As I approached the tree, of course, the wren flew out and back down the hallway. Only this time…he stopped on the door frame of an open office! (At this point…I thought “Oh crap. I just made this somebody else’s problem.”) I went to the office where a professor (I think?) was reading a book. She must have been really engaged in the book, because she didn’t hear the bird fly into her office and she didn’t even hear me walk in until I knocked at her door.
“Did you just see a bird fly in here?”
“No…” Then I pointed it out to her.
“Well I don’t want the bird in here.” Then it flew around the corner as I started to approach it. I heard screaming. The office connects with a suite of offices that houses the Educations Student Services. The wren had flown into Jennifer Cook’s office. (Jennifer is the director of the ESS, and many people have asked me if she and her husband Doug are my parents over the years, since their daughter and I are the same age/went to grade school together.)
After the screaming, the people in the office (Jennifer, Jenny Hahn and Debbie Stigall) were kind of frantic, and I heard Jennifer tell them that a bird just flew in their office. So I ran down the hall and entered the ESS from the other door (the one the bird didn’t fly through). They quickly told me that there was a bird in their office…and I, of course, trying not to laugh, told them that I had seen the bird fly in through the other door.
To make a long story a little bit briefer, we managed to get the bird out of Jennifer’s office, only to have it fly in Jenny Hahn’s office where we closed the door to make sure it wouldn’t get out. Armed with a sweater and a plastic cup, Ms. Jenny and I tried to catch the bird but to no avail. It kept flitting from the window to the door to sit on some hangers on the back of the door, then back to the blinds…it was interesting to say the least. After a few minutes, we rushed out of the office, closing the wren back in, to try to figure out what to do next.

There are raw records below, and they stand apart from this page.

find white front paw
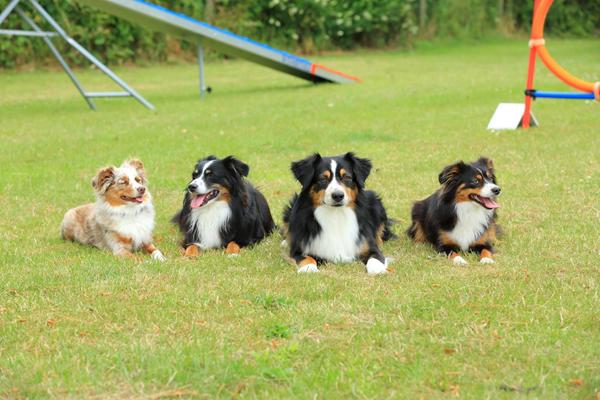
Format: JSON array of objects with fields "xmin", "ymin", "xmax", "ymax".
[
  {"xmin": 452, "ymin": 255, "xmax": 468, "ymax": 266},
  {"xmin": 297, "ymin": 264, "xmax": 319, "ymax": 273},
  {"xmin": 480, "ymin": 257, "xmax": 495, "ymax": 264},
  {"xmin": 366, "ymin": 258, "xmax": 388, "ymax": 275},
  {"xmin": 151, "ymin": 250, "xmax": 166, "ymax": 262}
]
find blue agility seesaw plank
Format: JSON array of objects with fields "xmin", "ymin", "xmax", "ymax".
[
  {"xmin": 75, "ymin": 0, "xmax": 358, "ymax": 84},
  {"xmin": 532, "ymin": 90, "xmax": 595, "ymax": 100}
]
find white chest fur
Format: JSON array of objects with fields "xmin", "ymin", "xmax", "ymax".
[
  {"xmin": 305, "ymin": 206, "xmax": 360, "ymax": 263},
  {"xmin": 447, "ymin": 202, "xmax": 494, "ymax": 251},
  {"xmin": 189, "ymin": 200, "xmax": 232, "ymax": 249},
  {"xmin": 97, "ymin": 201, "xmax": 155, "ymax": 250}
]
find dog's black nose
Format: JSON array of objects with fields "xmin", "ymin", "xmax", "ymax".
[
  {"xmin": 332, "ymin": 191, "xmax": 345, "ymax": 202},
  {"xmin": 137, "ymin": 187, "xmax": 146, "ymax": 194},
  {"xmin": 492, "ymin": 186, "xmax": 501, "ymax": 195},
  {"xmin": 188, "ymin": 183, "xmax": 198, "ymax": 192}
]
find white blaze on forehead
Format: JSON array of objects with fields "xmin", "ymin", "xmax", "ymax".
[
  {"xmin": 323, "ymin": 159, "xmax": 348, "ymax": 206},
  {"xmin": 119, "ymin": 166, "xmax": 144, "ymax": 190},
  {"xmin": 202, "ymin": 160, "xmax": 215, "ymax": 175},
  {"xmin": 190, "ymin": 160, "xmax": 215, "ymax": 193},
  {"xmin": 327, "ymin": 160, "xmax": 343, "ymax": 190}
]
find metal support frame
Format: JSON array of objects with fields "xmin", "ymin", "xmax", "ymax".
[
  {"xmin": 0, "ymin": 0, "xmax": 154, "ymax": 110},
  {"xmin": 197, "ymin": 43, "xmax": 210, "ymax": 99}
]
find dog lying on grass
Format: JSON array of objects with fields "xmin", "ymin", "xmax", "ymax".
[{"xmin": 61, "ymin": 159, "xmax": 165, "ymax": 261}]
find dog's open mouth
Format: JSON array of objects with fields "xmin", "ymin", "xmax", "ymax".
[
  {"xmin": 469, "ymin": 194, "xmax": 500, "ymax": 209},
  {"xmin": 121, "ymin": 195, "xmax": 144, "ymax": 203},
  {"xmin": 191, "ymin": 190, "xmax": 219, "ymax": 208}
]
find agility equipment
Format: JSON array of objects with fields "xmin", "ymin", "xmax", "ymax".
[
  {"xmin": 522, "ymin": 0, "xmax": 598, "ymax": 128},
  {"xmin": 0, "ymin": 0, "xmax": 358, "ymax": 110},
  {"xmin": 0, "ymin": 0, "xmax": 155, "ymax": 110}
]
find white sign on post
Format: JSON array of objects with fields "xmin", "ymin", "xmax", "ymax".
[{"xmin": 487, "ymin": 103, "xmax": 538, "ymax": 130}]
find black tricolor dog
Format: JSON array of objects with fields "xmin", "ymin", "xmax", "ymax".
[
  {"xmin": 282, "ymin": 152, "xmax": 394, "ymax": 274},
  {"xmin": 172, "ymin": 155, "xmax": 274, "ymax": 256},
  {"xmin": 407, "ymin": 157, "xmax": 501, "ymax": 265}
]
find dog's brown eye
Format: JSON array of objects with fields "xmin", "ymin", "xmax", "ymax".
[
  {"xmin": 471, "ymin": 178, "xmax": 480, "ymax": 185},
  {"xmin": 135, "ymin": 176, "xmax": 141, "ymax": 183}
]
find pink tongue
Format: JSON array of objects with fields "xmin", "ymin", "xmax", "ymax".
[
  {"xmin": 191, "ymin": 194, "xmax": 208, "ymax": 208},
  {"xmin": 133, "ymin": 197, "xmax": 144, "ymax": 203},
  {"xmin": 480, "ymin": 196, "xmax": 500, "ymax": 209}
]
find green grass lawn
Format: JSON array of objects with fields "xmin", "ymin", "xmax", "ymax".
[{"xmin": 1, "ymin": 38, "xmax": 599, "ymax": 399}]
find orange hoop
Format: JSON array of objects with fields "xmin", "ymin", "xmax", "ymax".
[{"xmin": 531, "ymin": 0, "xmax": 596, "ymax": 93}]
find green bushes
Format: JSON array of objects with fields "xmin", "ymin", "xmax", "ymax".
[
  {"xmin": 0, "ymin": 0, "xmax": 598, "ymax": 68},
  {"xmin": 247, "ymin": 0, "xmax": 417, "ymax": 52}
]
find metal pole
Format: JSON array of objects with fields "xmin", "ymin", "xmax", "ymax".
[
  {"xmin": 198, "ymin": 44, "xmax": 206, "ymax": 99},
  {"xmin": 0, "ymin": 0, "xmax": 21, "ymax": 26},
  {"xmin": 0, "ymin": 29, "xmax": 58, "ymax": 37},
  {"xmin": 16, "ymin": 7, "xmax": 96, "ymax": 110},
  {"xmin": 27, "ymin": 0, "xmax": 155, "ymax": 110}
]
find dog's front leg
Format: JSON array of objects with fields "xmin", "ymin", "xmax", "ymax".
[
  {"xmin": 471, "ymin": 244, "xmax": 495, "ymax": 264},
  {"xmin": 109, "ymin": 233, "xmax": 138, "ymax": 260},
  {"xmin": 225, "ymin": 241, "xmax": 241, "ymax": 257},
  {"xmin": 438, "ymin": 244, "xmax": 468, "ymax": 266},
  {"xmin": 144, "ymin": 243, "xmax": 166, "ymax": 262},
  {"xmin": 290, "ymin": 242, "xmax": 318, "ymax": 273},
  {"xmin": 361, "ymin": 241, "xmax": 388, "ymax": 275}
]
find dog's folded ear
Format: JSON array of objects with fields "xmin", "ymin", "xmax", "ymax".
[
  {"xmin": 92, "ymin": 166, "xmax": 115, "ymax": 194},
  {"xmin": 291, "ymin": 153, "xmax": 321, "ymax": 188},
  {"xmin": 439, "ymin": 161, "xmax": 466, "ymax": 185},
  {"xmin": 124, "ymin": 159, "xmax": 146, "ymax": 180},
  {"xmin": 344, "ymin": 152, "xmax": 372, "ymax": 188},
  {"xmin": 223, "ymin": 156, "xmax": 250, "ymax": 177},
  {"xmin": 475, "ymin": 157, "xmax": 494, "ymax": 175}
]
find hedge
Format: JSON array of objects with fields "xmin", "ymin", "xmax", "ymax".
[{"xmin": 0, "ymin": 0, "xmax": 598, "ymax": 68}]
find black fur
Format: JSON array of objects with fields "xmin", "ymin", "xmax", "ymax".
[
  {"xmin": 283, "ymin": 152, "xmax": 394, "ymax": 266},
  {"xmin": 407, "ymin": 157, "xmax": 500, "ymax": 256},
  {"xmin": 172, "ymin": 155, "xmax": 274, "ymax": 249}
]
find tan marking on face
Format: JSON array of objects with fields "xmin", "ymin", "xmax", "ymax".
[
  {"xmin": 411, "ymin": 221, "xmax": 427, "ymax": 243},
  {"xmin": 475, "ymin": 174, "xmax": 483, "ymax": 181},
  {"xmin": 225, "ymin": 241, "xmax": 241, "ymax": 255},
  {"xmin": 104, "ymin": 183, "xmax": 138, "ymax": 206},
  {"xmin": 339, "ymin": 168, "xmax": 346, "ymax": 177},
  {"xmin": 214, "ymin": 184, "xmax": 231, "ymax": 203},
  {"xmin": 455, "ymin": 186, "xmax": 482, "ymax": 203},
  {"xmin": 299, "ymin": 256, "xmax": 317, "ymax": 267},
  {"xmin": 310, "ymin": 187, "xmax": 325, "ymax": 207},
  {"xmin": 480, "ymin": 249, "xmax": 493, "ymax": 260},
  {"xmin": 342, "ymin": 185, "xmax": 358, "ymax": 208},
  {"xmin": 184, "ymin": 245, "xmax": 200, "ymax": 257}
]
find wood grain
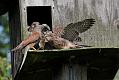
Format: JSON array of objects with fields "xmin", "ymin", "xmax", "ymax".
[{"xmin": 20, "ymin": 0, "xmax": 119, "ymax": 48}]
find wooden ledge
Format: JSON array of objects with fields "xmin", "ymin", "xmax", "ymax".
[{"xmin": 15, "ymin": 48, "xmax": 119, "ymax": 80}]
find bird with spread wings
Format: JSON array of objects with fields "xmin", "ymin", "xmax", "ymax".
[
  {"xmin": 45, "ymin": 18, "xmax": 95, "ymax": 49},
  {"xmin": 11, "ymin": 18, "xmax": 95, "ymax": 51},
  {"xmin": 54, "ymin": 18, "xmax": 95, "ymax": 41}
]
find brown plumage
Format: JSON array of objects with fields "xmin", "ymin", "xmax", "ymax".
[
  {"xmin": 52, "ymin": 18, "xmax": 95, "ymax": 42},
  {"xmin": 45, "ymin": 31, "xmax": 78, "ymax": 49},
  {"xmin": 11, "ymin": 30, "xmax": 42, "ymax": 51},
  {"xmin": 45, "ymin": 18, "xmax": 95, "ymax": 49},
  {"xmin": 11, "ymin": 22, "xmax": 50, "ymax": 51},
  {"xmin": 12, "ymin": 18, "xmax": 95, "ymax": 51}
]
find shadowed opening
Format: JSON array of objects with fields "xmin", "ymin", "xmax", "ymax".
[{"xmin": 27, "ymin": 6, "xmax": 52, "ymax": 30}]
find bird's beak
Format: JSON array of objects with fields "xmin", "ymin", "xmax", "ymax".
[
  {"xmin": 47, "ymin": 26, "xmax": 51, "ymax": 31},
  {"xmin": 27, "ymin": 26, "xmax": 30, "ymax": 31},
  {"xmin": 44, "ymin": 34, "xmax": 48, "ymax": 38}
]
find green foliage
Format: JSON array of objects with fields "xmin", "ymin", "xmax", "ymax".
[
  {"xmin": 0, "ymin": 13, "xmax": 9, "ymax": 57},
  {"xmin": 0, "ymin": 56, "xmax": 12, "ymax": 80},
  {"xmin": 0, "ymin": 13, "xmax": 11, "ymax": 80}
]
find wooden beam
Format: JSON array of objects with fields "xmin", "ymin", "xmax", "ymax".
[
  {"xmin": 14, "ymin": 48, "xmax": 119, "ymax": 80},
  {"xmin": 9, "ymin": 0, "xmax": 23, "ymax": 78}
]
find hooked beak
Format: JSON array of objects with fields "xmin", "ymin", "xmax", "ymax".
[{"xmin": 27, "ymin": 26, "xmax": 31, "ymax": 32}]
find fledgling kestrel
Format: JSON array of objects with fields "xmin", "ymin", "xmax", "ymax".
[
  {"xmin": 45, "ymin": 31, "xmax": 79, "ymax": 49},
  {"xmin": 44, "ymin": 18, "xmax": 95, "ymax": 49},
  {"xmin": 27, "ymin": 22, "xmax": 50, "ymax": 49},
  {"xmin": 50, "ymin": 18, "xmax": 95, "ymax": 47},
  {"xmin": 11, "ymin": 22, "xmax": 50, "ymax": 51}
]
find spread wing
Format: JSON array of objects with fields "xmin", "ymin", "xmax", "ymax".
[
  {"xmin": 61, "ymin": 18, "xmax": 95, "ymax": 41},
  {"xmin": 52, "ymin": 26, "xmax": 64, "ymax": 38}
]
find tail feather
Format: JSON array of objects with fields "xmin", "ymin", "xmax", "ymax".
[{"xmin": 11, "ymin": 44, "xmax": 24, "ymax": 52}]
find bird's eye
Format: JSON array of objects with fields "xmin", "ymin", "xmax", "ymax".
[
  {"xmin": 31, "ymin": 24, "xmax": 35, "ymax": 27},
  {"xmin": 33, "ymin": 24, "xmax": 35, "ymax": 25}
]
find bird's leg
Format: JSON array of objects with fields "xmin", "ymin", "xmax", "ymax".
[
  {"xmin": 28, "ymin": 43, "xmax": 37, "ymax": 50},
  {"xmin": 39, "ymin": 38, "xmax": 46, "ymax": 50}
]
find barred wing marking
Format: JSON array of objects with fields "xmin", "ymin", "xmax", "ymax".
[{"xmin": 61, "ymin": 18, "xmax": 95, "ymax": 41}]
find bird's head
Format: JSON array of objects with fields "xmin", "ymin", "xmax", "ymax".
[
  {"xmin": 28, "ymin": 22, "xmax": 40, "ymax": 32},
  {"xmin": 45, "ymin": 31, "xmax": 54, "ymax": 41},
  {"xmin": 42, "ymin": 24, "xmax": 51, "ymax": 32}
]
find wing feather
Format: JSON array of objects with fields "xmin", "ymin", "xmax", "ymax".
[{"xmin": 62, "ymin": 18, "xmax": 95, "ymax": 41}]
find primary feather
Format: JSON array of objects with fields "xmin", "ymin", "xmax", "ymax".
[
  {"xmin": 53, "ymin": 18, "xmax": 95, "ymax": 42},
  {"xmin": 62, "ymin": 18, "xmax": 95, "ymax": 41}
]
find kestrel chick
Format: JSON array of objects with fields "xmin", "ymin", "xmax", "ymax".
[
  {"xmin": 45, "ymin": 31, "xmax": 78, "ymax": 49},
  {"xmin": 11, "ymin": 22, "xmax": 51, "ymax": 51},
  {"xmin": 46, "ymin": 18, "xmax": 95, "ymax": 49}
]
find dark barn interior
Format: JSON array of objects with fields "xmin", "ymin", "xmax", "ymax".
[{"xmin": 27, "ymin": 6, "xmax": 52, "ymax": 30}]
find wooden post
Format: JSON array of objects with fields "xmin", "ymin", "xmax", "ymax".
[
  {"xmin": 53, "ymin": 56, "xmax": 87, "ymax": 80},
  {"xmin": 9, "ymin": 0, "xmax": 23, "ymax": 78},
  {"xmin": 58, "ymin": 64, "xmax": 87, "ymax": 80}
]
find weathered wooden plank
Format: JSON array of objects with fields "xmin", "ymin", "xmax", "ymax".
[
  {"xmin": 52, "ymin": 0, "xmax": 119, "ymax": 48},
  {"xmin": 15, "ymin": 48, "xmax": 119, "ymax": 80},
  {"xmin": 9, "ymin": 0, "xmax": 23, "ymax": 78},
  {"xmin": 53, "ymin": 64, "xmax": 87, "ymax": 80},
  {"xmin": 19, "ymin": 0, "xmax": 119, "ymax": 48},
  {"xmin": 19, "ymin": 0, "xmax": 30, "ymax": 39}
]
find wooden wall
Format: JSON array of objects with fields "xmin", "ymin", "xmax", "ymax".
[
  {"xmin": 20, "ymin": 0, "xmax": 119, "ymax": 48},
  {"xmin": 9, "ymin": 0, "xmax": 23, "ymax": 78},
  {"xmin": 11, "ymin": 0, "xmax": 119, "ymax": 80}
]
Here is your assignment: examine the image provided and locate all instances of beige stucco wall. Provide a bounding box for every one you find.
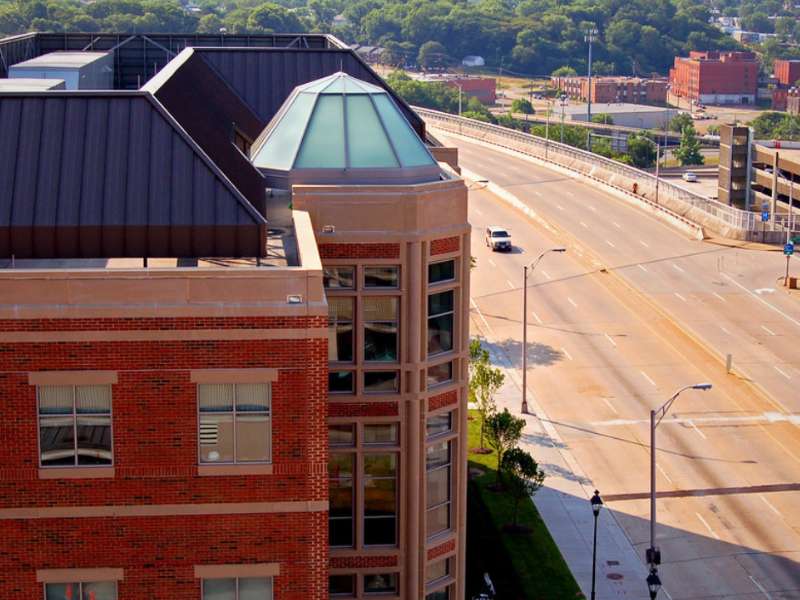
[0,210,325,321]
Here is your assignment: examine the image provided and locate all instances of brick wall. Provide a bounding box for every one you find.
[329,555,398,569]
[328,402,400,418]
[0,315,328,598]
[428,390,458,412]
[430,237,460,256]
[427,538,456,561]
[3,513,328,599]
[318,243,400,259]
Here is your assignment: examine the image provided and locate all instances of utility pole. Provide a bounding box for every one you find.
[585,25,599,149]
[655,143,661,205]
[560,95,567,144]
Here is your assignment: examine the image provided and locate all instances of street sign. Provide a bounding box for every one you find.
[762,202,770,211]
[785,242,795,256]
[762,211,770,222]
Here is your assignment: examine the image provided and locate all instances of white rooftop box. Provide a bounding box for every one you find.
[9,52,113,90]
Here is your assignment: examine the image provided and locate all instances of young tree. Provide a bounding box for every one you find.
[591,113,614,125]
[511,98,534,114]
[486,408,525,484]
[469,340,504,451]
[626,134,656,168]
[674,125,704,166]
[417,41,449,70]
[501,447,546,528]
[669,112,693,133]
[551,66,577,77]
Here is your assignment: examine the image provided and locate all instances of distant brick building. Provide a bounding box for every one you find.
[418,74,497,104]
[669,51,758,105]
[771,59,800,110]
[552,76,667,105]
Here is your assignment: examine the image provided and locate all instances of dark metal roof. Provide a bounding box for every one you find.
[0,91,266,259]
[0,32,342,87]
[197,48,425,138]
[141,48,266,213]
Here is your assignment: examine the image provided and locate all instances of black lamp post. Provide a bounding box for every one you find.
[590,490,603,600]
[647,568,662,600]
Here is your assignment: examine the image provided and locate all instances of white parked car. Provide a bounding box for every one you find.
[485,226,512,252]
[682,172,698,182]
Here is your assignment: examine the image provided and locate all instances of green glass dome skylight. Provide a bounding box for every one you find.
[251,72,440,185]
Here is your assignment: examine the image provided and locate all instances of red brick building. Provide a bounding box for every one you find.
[771,59,800,110]
[669,51,758,105]
[419,74,497,104]
[0,37,468,600]
[552,76,667,104]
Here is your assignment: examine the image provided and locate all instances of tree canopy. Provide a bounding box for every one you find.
[0,0,741,77]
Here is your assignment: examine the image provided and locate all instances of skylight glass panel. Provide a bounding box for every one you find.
[345,95,399,168]
[295,94,346,169]
[252,91,315,170]
[372,95,436,167]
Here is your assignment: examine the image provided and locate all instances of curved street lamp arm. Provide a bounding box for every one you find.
[654,383,711,428]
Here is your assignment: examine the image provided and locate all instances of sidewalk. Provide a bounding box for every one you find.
[473,326,651,599]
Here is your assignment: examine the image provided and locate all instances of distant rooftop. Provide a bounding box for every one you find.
[251,72,439,186]
[564,102,675,115]
[10,51,110,68]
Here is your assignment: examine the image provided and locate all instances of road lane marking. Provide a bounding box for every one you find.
[662,588,673,600]
[750,575,773,599]
[592,412,800,428]
[531,311,543,325]
[640,370,657,387]
[637,264,648,272]
[561,347,573,361]
[672,263,685,273]
[606,240,616,248]
[602,397,618,414]
[689,420,707,440]
[566,191,575,197]
[604,333,617,348]
[534,190,543,197]
[474,208,484,216]
[774,365,791,380]
[639,240,649,248]
[567,297,578,308]
[471,297,495,337]
[506,279,515,289]
[674,292,687,302]
[722,272,800,330]
[696,512,720,539]
[657,463,673,484]
[589,205,597,212]
[580,221,589,229]
[488,259,496,267]
[541,270,551,280]
[713,292,726,303]
[720,325,731,335]
[761,325,776,336]
[556,204,565,211]
[760,494,782,517]
[612,221,621,229]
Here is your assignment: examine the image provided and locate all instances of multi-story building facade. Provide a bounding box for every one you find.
[771,59,800,110]
[668,51,758,105]
[552,76,667,105]
[0,33,468,600]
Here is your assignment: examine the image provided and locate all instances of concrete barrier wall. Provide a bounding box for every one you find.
[419,108,779,241]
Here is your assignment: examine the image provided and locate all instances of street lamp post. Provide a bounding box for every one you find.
[545,98,552,159]
[585,25,599,149]
[647,382,713,595]
[647,568,662,600]
[590,490,603,600]
[521,248,567,414]
[560,94,567,145]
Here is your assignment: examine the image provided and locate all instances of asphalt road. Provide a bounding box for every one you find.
[439,131,800,599]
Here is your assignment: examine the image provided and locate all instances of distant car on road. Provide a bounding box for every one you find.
[485,226,512,252]
[682,172,698,182]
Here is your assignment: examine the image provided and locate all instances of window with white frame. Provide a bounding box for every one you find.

I told them that maintenance wouldn’t do anything about it, so while Ms. Jenny went down the hall to the Dean’s Office to fetch a grad assistant, Jennifer called the Biology and Ag departments. None of the professors were in (keep in mind that it was 4:30 by this point and it’s summer term). She was about to call Dr. David Pitts, a biology professor with lots of birding experience, at home. But in came the graduate assistant from the Dean’s office. He walked very calmly toward the office and closed himself in with the wren.
We heard lots of interesting noises, some of which involved the bird flying from blinds to hangers again and the opening of an umbrella. A few minutes into this, Ms. Jenny walked back into her office to try to help.
After a few more minutes, Ms. Jenny opens the door and the grad assistant has the wren tightly in his hands. The umbrella is open on the floor in the office. I’m both impressed and curious how he caught the wren, but evidently he has some experience with birds. He let it outside Gooch Hall, where hopefully it can now live in peace.
As for me — well let’s just say that I don’t plan to take up the bird catching business.